Wednesday, 2 October 2013

Hello world

Just in case we need any more reasons why I am the biggest dork in the world, here is one: I have been painting my room this week and while I've been painting I've been watching The Saddle Club on my laptop and being sad about not having a horse anymore even though I stopped riding in year 11 when I thought school was more important which is so dumb like I miss having my horse so much because I could just go down to the paddock and she would always be there and she was so beautiful and when I was riding and we were galloping or jumping like it is literally one of the best feelings in the world and I'm such a clumsy dork in real life so to be able to fly at the speed and feel graceful and strong and not alone because you have this huge amazing animal with you is just like unbeatable and I would tell her all my secrets and problems and she would just be happy to be brushed and fed and I would hug her around the neck and she'd be totally indifferent but it would be nice anyway...sigh. 

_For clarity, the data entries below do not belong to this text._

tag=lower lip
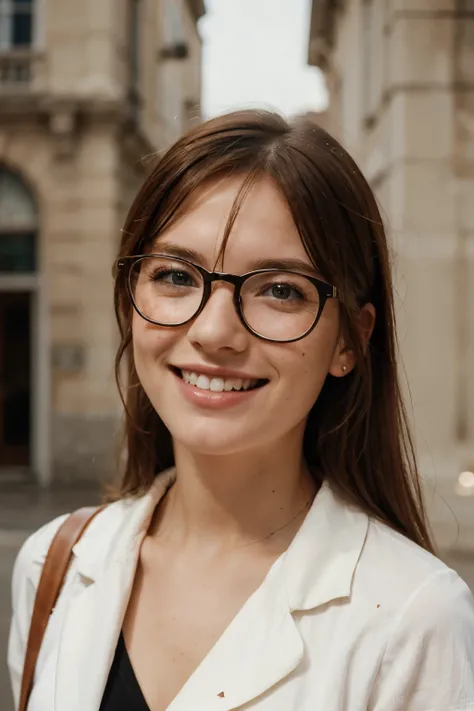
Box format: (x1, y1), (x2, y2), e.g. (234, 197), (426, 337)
(173, 373), (265, 410)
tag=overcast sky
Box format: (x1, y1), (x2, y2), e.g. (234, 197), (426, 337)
(200, 0), (326, 117)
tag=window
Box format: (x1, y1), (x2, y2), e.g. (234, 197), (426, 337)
(0, 0), (35, 50)
(129, 0), (141, 89)
(361, 0), (387, 121)
(0, 166), (38, 273)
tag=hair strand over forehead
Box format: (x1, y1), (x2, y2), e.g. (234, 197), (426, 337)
(111, 111), (432, 550)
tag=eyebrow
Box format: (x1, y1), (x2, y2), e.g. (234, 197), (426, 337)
(154, 241), (321, 278)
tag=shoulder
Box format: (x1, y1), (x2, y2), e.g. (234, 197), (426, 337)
(369, 533), (474, 711)
(354, 519), (469, 613)
(354, 520), (474, 711)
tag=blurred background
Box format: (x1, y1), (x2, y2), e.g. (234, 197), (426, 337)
(0, 0), (474, 711)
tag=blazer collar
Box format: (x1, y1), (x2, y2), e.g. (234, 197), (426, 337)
(54, 471), (368, 711)
(72, 469), (176, 582)
(283, 483), (369, 611)
(73, 469), (369, 611)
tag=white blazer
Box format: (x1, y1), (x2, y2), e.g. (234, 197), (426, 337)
(8, 472), (474, 711)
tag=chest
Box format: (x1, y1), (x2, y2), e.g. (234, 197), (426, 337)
(123, 548), (280, 711)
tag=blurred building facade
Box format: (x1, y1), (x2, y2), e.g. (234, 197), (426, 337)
(0, 0), (204, 484)
(309, 0), (474, 588)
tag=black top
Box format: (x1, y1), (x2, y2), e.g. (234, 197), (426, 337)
(99, 633), (150, 711)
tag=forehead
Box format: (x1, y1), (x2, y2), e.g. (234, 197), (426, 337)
(154, 175), (310, 269)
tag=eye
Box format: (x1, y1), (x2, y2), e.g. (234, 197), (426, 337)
(262, 283), (305, 301)
(150, 267), (196, 287)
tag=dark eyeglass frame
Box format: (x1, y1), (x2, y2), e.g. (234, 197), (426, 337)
(115, 253), (339, 343)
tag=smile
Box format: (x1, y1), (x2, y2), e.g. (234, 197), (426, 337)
(170, 366), (268, 394)
(181, 370), (263, 393)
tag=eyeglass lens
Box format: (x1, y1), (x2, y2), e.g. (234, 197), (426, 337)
(129, 257), (320, 341)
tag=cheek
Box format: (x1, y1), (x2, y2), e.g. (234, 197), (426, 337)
(280, 328), (338, 414)
(132, 314), (177, 368)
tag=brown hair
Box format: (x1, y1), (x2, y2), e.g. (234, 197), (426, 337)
(115, 111), (432, 550)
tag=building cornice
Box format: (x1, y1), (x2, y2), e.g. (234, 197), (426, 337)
(188, 0), (206, 22)
(308, 0), (341, 70)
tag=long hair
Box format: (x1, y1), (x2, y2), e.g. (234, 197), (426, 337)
(115, 111), (432, 550)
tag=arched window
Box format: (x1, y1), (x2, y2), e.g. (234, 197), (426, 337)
(0, 165), (38, 273)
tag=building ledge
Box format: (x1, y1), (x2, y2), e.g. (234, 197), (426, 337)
(188, 0), (206, 22)
(308, 0), (341, 70)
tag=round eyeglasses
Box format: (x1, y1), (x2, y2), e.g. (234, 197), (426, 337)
(116, 254), (338, 343)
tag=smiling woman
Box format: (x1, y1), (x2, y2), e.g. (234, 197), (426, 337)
(9, 111), (474, 711)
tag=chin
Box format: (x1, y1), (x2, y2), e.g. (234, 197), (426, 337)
(165, 417), (258, 457)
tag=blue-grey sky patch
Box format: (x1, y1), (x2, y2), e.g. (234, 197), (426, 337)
(200, 0), (326, 117)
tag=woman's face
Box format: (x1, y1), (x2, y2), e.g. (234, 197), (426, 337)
(132, 177), (349, 455)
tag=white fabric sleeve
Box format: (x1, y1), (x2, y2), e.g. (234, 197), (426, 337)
(368, 569), (474, 711)
(7, 515), (67, 709)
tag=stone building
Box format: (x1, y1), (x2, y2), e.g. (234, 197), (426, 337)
(0, 0), (204, 484)
(309, 0), (474, 587)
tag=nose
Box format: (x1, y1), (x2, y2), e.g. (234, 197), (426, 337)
(188, 283), (251, 353)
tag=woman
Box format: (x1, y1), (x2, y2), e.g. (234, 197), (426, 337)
(9, 112), (474, 711)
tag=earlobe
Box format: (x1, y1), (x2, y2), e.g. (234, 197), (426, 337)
(329, 304), (375, 378)
(329, 342), (355, 378)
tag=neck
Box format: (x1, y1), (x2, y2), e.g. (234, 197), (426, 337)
(153, 434), (316, 550)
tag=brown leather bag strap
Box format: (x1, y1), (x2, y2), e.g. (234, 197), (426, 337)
(18, 506), (104, 711)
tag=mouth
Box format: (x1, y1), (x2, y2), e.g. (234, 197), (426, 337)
(170, 366), (269, 393)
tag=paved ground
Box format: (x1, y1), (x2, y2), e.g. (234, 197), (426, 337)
(0, 484), (99, 711)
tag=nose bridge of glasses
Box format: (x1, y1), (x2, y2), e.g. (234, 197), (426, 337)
(209, 272), (242, 289)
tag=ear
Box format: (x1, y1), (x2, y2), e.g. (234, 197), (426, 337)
(329, 304), (376, 378)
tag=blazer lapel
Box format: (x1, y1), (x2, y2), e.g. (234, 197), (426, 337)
(54, 474), (176, 711)
(169, 559), (303, 711)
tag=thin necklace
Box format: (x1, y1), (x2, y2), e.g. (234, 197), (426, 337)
(237, 497), (314, 549)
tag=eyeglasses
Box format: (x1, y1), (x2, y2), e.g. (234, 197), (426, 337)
(116, 254), (338, 343)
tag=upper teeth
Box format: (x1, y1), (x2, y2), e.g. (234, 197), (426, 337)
(181, 370), (258, 393)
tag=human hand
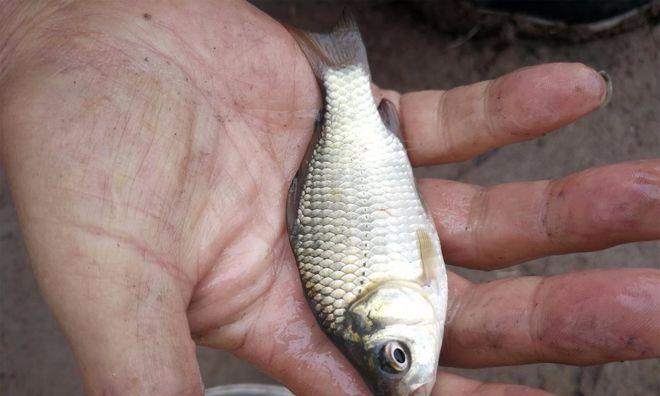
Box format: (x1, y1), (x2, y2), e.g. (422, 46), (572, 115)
(0, 2), (660, 395)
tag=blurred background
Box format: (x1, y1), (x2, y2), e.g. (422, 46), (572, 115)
(0, 0), (660, 396)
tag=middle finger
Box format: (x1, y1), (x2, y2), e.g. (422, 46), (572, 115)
(420, 160), (660, 269)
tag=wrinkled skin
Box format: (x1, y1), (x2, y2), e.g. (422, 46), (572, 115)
(0, 0), (660, 395)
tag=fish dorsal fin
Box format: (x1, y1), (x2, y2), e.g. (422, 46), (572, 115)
(378, 98), (401, 140)
(285, 10), (369, 79)
(417, 228), (440, 286)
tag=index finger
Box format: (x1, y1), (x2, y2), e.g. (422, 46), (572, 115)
(400, 63), (611, 165)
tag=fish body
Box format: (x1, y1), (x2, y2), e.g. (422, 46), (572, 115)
(287, 12), (447, 395)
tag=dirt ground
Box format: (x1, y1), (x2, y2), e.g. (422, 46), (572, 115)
(0, 2), (660, 396)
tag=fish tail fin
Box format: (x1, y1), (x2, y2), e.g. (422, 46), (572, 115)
(286, 10), (369, 80)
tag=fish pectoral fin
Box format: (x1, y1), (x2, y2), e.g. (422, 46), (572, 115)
(417, 228), (441, 286)
(286, 112), (323, 238)
(378, 98), (403, 143)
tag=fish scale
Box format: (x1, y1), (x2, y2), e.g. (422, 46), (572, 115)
(294, 67), (435, 334)
(286, 14), (447, 396)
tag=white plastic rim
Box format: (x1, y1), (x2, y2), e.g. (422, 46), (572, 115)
(204, 384), (293, 396)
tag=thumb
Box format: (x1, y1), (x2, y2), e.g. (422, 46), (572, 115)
(19, 220), (203, 395)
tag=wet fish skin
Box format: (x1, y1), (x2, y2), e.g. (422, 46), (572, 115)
(287, 12), (447, 395)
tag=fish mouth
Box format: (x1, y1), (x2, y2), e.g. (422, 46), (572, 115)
(410, 381), (435, 396)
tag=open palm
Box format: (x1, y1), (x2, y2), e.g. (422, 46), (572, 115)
(0, 1), (660, 395)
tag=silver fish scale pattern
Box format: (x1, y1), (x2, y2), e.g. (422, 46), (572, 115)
(293, 67), (440, 333)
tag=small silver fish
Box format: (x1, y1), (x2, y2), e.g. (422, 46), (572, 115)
(287, 14), (447, 396)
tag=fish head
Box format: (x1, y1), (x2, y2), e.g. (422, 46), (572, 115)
(345, 282), (442, 396)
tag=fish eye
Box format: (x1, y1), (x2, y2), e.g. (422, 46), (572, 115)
(380, 341), (410, 374)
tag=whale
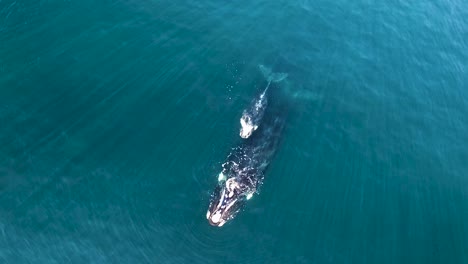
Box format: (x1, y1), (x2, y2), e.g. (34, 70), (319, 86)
(206, 92), (287, 227)
(239, 65), (288, 139)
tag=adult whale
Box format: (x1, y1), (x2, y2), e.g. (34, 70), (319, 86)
(206, 85), (287, 226)
(239, 65), (288, 138)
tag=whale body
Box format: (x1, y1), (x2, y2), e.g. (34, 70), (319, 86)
(206, 97), (286, 226)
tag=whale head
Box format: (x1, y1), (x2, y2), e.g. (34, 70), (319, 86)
(239, 114), (258, 138)
(206, 173), (253, 227)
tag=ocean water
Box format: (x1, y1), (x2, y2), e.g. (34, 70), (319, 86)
(0, 0), (468, 264)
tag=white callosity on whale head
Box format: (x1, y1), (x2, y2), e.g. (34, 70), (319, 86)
(239, 113), (258, 138)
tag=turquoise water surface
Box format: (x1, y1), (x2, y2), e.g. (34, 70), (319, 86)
(0, 0), (468, 264)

I have this huge love of animals that I think I sometimes just forget that I have! I mean with all the other stuff I have going on it's totally impractical for me to even think about taking up riding again right now but I really do miss it. And there's a part of me that will always, always be that lil ten year old girl reading Pony Pals and collecting model horses and writing stories about brumbies and going to my weekend riding lesson and cleaning saddles and just dreaming about ponies and horses and being a great rider etc. I miss how simple that obsession was ya know, like everyone knew I was the 'horse girl' and that was it, I loved horses and there was like nothing else to my life at that time. It sounds kind of sad now that I write it out but you know like it was a nice thing to be able to identify with, like that was my *thing* and I didn't need to be any more complicated than that...or something. I dunno. It made my life simple at that time when I was already having problems with anxiety and worrying about silly things ya know.